Why Can't I Stream Aaliyah? Late R&B Singer's Discography Still Locked Down by Her Uncle

aaliyah fan
An Aaliyah fan listens to her music on August 27, 2001 at a Virgin Megastore in New York City. Getty Images / Spencer Platt

It has been 17 years since R&B superstar Aaliyah died in a plane crash, and if today she would have turned 39. But fans hoping to celebrate her birthday by streaming her music on Spotify, Google Play, or Apple Music are out of luck. 

Aaliyah's uncle, producer Barry Hankerson, has her discography on lockdown, according to a report published by Complex in 2016. In 2017, a hacker uploaded her posthumous album, Aaliyah, to iTunes for the first time, including some of her greatest hits: "One in a Million,” “Try Again,” and “Are You That Somebody.” Within 24 hours, the tracks were gone.

As Complex's Stephen Witt points out, the only Aaliyah album available online is her first, "the one that Hankerson doesn’t control the masters for, and the one where she sings lyrics penned by the suspected pedophile she was fraudulently married to. This does not honor her legacy."

Keeping Aaliyah's music off the biggest streaming services isn't just a matter of legacy or even convenience—it's about connecting young people to a pop star who inspired millions.

At 12 years old, Aaliyah Haughton was a Brooklyn girl with a perfect 4.0 GPA at her performing arts high school. At 14, she recorded Age Ain't Nothing But a Number, a sultry album for Jive Records that went double platinum, selling 3 million copies worldwide. That same year, she illegally married R&B star R. Kelly. (In 2017, he was accused of keeping young women in an "abusive" cult run out of his home.)

By 17, Aaliyah switched record labels and worked with Timbaland and Missy Elliott, two producers who were reportedly nervous to meet the young R&B starlet since they were "just starting out."

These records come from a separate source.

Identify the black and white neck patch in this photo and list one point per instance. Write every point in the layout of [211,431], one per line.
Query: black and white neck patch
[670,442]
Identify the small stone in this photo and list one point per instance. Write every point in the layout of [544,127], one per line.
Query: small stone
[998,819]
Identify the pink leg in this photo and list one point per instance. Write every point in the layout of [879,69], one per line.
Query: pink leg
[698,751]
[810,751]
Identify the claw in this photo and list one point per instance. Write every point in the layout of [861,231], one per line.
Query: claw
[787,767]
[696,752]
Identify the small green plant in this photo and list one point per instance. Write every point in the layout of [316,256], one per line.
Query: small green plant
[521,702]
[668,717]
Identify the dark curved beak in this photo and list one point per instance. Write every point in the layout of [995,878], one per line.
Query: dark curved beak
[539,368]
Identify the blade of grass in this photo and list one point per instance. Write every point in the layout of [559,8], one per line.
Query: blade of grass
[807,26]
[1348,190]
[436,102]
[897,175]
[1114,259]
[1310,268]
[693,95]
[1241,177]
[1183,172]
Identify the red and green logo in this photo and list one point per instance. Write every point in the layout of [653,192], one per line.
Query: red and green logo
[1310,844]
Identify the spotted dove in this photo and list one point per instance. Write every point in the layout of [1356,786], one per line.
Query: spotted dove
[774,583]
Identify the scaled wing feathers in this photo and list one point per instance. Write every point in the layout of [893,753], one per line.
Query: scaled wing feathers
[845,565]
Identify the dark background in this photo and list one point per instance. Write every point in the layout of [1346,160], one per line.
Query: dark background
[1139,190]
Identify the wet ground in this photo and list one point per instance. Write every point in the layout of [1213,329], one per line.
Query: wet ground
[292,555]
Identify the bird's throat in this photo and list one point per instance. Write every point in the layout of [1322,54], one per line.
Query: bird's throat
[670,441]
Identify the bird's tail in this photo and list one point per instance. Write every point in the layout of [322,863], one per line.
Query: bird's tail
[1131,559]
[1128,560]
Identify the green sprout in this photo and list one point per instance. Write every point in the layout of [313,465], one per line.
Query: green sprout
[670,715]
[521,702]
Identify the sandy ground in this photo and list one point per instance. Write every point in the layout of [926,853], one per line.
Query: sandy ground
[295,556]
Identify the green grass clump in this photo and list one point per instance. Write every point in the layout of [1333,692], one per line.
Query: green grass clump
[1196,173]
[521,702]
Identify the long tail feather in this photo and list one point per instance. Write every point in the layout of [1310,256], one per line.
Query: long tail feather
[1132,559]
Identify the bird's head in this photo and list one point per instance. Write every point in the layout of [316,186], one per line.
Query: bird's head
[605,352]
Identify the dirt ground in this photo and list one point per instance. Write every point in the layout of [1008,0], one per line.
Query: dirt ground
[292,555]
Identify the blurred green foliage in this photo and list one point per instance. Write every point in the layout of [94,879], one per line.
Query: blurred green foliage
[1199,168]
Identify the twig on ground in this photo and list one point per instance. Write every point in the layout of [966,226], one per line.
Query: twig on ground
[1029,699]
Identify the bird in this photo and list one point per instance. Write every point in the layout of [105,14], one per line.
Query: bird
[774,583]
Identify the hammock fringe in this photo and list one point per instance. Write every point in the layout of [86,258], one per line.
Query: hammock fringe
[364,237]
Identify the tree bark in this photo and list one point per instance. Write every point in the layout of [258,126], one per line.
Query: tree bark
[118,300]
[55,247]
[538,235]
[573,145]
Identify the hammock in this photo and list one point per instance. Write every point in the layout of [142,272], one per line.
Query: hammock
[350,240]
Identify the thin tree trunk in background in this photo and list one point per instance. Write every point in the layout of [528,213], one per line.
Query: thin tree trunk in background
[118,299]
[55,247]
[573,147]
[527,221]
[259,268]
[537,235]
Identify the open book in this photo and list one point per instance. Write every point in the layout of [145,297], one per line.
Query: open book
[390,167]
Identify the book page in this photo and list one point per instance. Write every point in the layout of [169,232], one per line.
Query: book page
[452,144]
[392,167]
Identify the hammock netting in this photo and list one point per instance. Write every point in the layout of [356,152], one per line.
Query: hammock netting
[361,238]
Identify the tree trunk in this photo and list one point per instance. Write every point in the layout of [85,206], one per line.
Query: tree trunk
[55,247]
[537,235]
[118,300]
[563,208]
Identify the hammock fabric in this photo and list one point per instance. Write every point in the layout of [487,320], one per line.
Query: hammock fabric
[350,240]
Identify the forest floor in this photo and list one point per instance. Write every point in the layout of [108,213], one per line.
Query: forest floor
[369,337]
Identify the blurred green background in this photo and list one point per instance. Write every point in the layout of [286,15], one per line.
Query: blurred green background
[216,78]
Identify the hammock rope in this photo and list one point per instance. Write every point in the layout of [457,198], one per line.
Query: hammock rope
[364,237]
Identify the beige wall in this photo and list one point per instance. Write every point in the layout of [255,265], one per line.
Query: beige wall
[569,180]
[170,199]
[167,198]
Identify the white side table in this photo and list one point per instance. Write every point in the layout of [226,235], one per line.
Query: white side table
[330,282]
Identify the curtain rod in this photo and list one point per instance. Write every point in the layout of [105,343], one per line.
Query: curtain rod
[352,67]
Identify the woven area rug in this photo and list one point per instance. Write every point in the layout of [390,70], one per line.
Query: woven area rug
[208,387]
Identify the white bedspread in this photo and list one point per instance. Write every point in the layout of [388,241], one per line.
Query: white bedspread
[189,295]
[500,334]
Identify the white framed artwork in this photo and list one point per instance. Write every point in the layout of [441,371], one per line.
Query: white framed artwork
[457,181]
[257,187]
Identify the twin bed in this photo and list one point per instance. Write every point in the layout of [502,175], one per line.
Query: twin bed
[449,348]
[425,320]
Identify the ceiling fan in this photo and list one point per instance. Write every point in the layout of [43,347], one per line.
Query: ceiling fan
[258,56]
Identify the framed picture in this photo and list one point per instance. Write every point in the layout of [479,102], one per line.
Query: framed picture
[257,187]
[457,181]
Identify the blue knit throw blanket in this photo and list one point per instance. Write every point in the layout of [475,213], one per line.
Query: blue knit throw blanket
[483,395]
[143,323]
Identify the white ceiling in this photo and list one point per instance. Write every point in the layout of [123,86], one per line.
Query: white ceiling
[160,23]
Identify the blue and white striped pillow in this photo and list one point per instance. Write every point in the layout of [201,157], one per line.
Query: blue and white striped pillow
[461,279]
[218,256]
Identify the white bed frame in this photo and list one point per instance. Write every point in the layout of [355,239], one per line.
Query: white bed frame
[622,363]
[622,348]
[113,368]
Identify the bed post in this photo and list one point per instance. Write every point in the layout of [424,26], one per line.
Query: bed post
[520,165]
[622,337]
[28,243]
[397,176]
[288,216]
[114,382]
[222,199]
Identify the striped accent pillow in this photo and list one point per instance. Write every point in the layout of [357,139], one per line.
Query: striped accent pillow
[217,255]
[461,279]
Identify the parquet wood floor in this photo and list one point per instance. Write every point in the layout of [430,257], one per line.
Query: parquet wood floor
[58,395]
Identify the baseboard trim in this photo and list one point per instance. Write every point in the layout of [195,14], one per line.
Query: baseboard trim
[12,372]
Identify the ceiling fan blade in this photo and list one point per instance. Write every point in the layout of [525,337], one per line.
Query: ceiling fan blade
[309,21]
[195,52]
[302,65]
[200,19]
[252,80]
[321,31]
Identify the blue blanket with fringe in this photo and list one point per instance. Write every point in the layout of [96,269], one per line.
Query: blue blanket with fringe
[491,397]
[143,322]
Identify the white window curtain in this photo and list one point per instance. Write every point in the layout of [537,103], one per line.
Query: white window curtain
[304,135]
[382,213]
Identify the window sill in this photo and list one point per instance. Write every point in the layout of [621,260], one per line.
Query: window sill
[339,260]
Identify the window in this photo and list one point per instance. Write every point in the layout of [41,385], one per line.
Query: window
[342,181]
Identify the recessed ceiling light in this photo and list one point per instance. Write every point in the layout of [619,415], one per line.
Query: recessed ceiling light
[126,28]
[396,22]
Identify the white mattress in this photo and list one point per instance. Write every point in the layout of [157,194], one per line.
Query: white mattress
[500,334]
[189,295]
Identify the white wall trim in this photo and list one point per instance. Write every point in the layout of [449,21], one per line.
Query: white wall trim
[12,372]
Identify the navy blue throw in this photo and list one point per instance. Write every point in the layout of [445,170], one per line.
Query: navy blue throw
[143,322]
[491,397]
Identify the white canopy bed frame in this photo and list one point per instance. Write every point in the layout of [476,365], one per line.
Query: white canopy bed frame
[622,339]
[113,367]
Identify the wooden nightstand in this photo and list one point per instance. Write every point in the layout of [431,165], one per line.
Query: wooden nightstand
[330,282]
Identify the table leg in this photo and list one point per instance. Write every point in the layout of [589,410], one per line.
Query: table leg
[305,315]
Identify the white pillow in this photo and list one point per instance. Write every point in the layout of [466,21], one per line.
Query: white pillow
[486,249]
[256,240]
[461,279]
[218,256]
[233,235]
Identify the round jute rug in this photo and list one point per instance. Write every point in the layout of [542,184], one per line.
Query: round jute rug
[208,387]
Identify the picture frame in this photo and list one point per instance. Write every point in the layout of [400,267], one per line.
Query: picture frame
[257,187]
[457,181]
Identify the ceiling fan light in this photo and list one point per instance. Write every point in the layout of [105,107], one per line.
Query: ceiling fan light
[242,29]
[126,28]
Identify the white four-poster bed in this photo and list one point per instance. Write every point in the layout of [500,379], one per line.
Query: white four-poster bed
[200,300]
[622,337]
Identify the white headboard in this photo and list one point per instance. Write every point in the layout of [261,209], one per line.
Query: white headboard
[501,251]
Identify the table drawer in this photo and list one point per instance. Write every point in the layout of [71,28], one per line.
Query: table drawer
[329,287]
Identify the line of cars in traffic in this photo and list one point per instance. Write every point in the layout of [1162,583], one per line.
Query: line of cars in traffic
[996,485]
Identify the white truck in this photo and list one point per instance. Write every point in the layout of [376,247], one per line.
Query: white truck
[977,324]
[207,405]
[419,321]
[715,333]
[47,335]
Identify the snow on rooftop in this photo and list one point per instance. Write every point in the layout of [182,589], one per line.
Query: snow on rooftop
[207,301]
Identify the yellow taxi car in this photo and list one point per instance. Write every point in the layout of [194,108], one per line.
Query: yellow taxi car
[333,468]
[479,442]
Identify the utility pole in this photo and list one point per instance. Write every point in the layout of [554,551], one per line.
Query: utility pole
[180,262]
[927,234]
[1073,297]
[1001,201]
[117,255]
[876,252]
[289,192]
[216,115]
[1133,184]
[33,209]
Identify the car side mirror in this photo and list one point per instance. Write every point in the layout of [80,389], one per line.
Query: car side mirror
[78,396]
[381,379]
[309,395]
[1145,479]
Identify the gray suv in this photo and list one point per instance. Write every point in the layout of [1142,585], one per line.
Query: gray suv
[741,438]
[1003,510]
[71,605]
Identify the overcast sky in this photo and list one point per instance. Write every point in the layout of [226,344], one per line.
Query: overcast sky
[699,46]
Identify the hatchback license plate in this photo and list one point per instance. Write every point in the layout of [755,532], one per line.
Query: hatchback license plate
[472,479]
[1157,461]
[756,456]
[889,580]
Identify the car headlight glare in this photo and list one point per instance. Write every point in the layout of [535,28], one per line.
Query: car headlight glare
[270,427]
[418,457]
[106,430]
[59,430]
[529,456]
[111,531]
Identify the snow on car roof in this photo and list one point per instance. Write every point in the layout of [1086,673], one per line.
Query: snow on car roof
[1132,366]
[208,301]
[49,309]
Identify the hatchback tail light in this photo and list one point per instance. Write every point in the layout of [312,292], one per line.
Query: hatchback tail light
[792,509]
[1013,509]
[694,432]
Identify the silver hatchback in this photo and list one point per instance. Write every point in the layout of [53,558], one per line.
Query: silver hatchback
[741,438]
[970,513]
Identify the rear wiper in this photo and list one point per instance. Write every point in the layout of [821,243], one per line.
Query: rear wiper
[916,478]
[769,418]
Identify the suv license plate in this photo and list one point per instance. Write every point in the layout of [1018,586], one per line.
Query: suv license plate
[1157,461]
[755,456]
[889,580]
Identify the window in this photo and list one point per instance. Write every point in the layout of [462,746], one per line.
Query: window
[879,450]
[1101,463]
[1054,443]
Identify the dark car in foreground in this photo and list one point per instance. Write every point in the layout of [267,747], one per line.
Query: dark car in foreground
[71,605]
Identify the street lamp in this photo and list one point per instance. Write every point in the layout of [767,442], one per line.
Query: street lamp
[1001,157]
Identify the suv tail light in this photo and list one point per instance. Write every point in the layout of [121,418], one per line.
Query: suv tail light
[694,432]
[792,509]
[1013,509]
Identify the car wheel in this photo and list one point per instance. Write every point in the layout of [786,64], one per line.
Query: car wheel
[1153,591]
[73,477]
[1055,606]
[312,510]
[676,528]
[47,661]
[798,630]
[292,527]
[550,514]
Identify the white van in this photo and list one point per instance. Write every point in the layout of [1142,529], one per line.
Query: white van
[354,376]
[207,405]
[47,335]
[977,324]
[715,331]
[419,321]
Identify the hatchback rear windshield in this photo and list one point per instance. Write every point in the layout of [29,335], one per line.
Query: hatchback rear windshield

She released another best-selling album, 1996's One in a Million, and appeared in two films: Romeo Must Die (2000) and posthumously in Queen of the Damned (2002).

In 2001, Aaliyah boarded a plane out of the Bahamas, where she had been filming a music video. The plane barely made it off the runway before the unlicensed pilot, who had traces of alcohol and cocaine in his system, lost control of the craft and crashed.

The 22-year-old prodigy, already hailed by the media as the "Princess of R&B," was gone.

The German newspaper Die Zeit published a final interview with Aaliyah the year she died, including her description of a recurring dream: "It is dark in my favorite dream. Someone is following me. I don't know why. I'm scared. Then suddenly I lift off. Far away. How do I feel? As if I am swimming in the air. Free. Weightless. Nobody can reach me. Nobody can touch me."

For years, Drake was attached to mixing and producing a final Aaliyah album, but he backed off in 2014, saying he "wasn't comfortable" with the "stigma" surrounding the project.

But in 2018, Aaliyah remains a cultural force, often referenced and thanked by people who knew her or by artists old enough to remember when Age Ain't Nothing But a Number debuted. Kendrick Lamar's 2011 track "Blow My High" is a nearly four-minute track to Aaliyah, and artists including J. Cole, Meek Mill, Kanye West, Run the Jewels' Killer Mike, Dr. Dre, and Young Thug have all rapped or sang about her beauty and musical gifts.

Many fans, including Witt, believe young people deserve full streaming access to Aaliyah's discography, especially since Apple Music and Spotify are the primary way fans engage with new music. To leave Aaliyah out of streaming, which is how fans access figures like Beyoncé and Rihanna, is to undercut her role in pop music.

You can stream Aaliyah's first album on Amazon Prime, Apple Music, or Spotify. Her second and third albums, One in a Million and Aaliyah, and her two compilation albums, I Care 4 U and Ultimate Aaliyah, must be purchased in full.